A nationwide push to reduce class sizes in the primary grades to 18 students could cost up to $6 billion a year, a forthcoming federal study concludes.
The study, conducted for the government by the American Institutes of Research and the RAND Corp., is still being reviewed by the U.S. Department of Education. But the researchers who led the project released some of the findings here last week during the annual meeting of the American Educational Research Association.
In recent years, leading state and national policymakers--including President Clinton--have stepped up calls for smaller classes. Efforts are under way in California, Tennessee, Wisconsin, and other states to lower the number of pupils per teacher in at least grades 1-3.
But Thomas B. Parrish, the lead investigator on the study for the Washington-based AIR, points out that the expense of creating smaller classes may come at a bad time. Just keeping pace with rising enrollments over the next decade will cost the nation $30 billion, he estimated.
The researchers did not quibble with studies showing that a reduction in class size can produce better learning gains.
But “whether it is the most cost-effective approach to producing better high school graduates--the ultimate goal of our educational system--has not been tested and is not known,” Mr. Parrish said.
Sylvan Learning Systems Inc. made headlines a few years ago after the test scores of some of the Baltimore schools using the private company’s tutoring program began to climb. But a closer look at the program’s early successes in that city shows the results were more of a mixed bag, according to researchers from Johns Hopkins University there.
Sylvan’s services are now being used in more than 100 school systems nationwide, but Baltimore schools were the first to contract with the company in 1993, said Martha Abele MacIver, the Johns Hopkins researcher who led the study. She said the researchers looked at the Baltimore-based company’s services in seven elementary schools and one middle school.
During a conference session here last week, Ms. Mac Iver said the researchers found the Sylvan rooms to be “an oasis of order and cheer and contentment in what was often a chaotic school.”
But when the researchers compared the test scores of Sylvan pupils with those of a control group of students who were matched with them in demographics and achievement, they found that the Sylvan programs only seemed to be making a difference in mathematics. In reading, the Sylvan pupils looked no different from their counterparts in the control group--at least in the first two years of the program, according to Ms. Mac Iver.

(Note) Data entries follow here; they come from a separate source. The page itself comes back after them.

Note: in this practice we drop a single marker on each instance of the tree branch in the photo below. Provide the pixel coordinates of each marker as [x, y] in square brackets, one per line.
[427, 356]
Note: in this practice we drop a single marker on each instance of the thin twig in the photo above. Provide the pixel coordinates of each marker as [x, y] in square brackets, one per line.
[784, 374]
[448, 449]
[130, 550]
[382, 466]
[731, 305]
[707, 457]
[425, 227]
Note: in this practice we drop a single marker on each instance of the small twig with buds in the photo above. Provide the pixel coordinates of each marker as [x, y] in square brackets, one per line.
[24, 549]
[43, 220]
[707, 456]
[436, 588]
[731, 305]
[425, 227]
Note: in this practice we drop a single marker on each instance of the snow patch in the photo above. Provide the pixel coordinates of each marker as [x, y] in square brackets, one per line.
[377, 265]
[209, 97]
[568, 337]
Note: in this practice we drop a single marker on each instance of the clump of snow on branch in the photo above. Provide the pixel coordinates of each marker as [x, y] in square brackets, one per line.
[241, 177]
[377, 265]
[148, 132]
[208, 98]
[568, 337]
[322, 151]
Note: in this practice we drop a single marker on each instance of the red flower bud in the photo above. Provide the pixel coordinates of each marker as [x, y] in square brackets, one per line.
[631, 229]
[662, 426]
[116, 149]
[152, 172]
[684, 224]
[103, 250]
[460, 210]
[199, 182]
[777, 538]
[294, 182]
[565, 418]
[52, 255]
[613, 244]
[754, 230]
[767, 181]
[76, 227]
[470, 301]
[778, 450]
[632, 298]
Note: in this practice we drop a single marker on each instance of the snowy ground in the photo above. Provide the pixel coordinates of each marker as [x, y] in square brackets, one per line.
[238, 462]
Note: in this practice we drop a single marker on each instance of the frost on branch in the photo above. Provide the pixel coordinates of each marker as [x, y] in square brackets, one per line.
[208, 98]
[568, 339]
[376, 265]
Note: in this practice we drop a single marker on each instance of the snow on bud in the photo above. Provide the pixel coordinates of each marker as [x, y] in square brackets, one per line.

But a principal of one of the Baltimore schools using the program offered a different interpretation. Peggy Jackson-Jobe, the principal of the city’s Arnett J. Brown Middle School and Southside Academy and the former principal of an elementary school that used the program, said that teachers early on viewed the Sylvan programs as a threat. But since that first rocky start, the principal said, the company has compiled a remarkable track record in the schools where she has worked.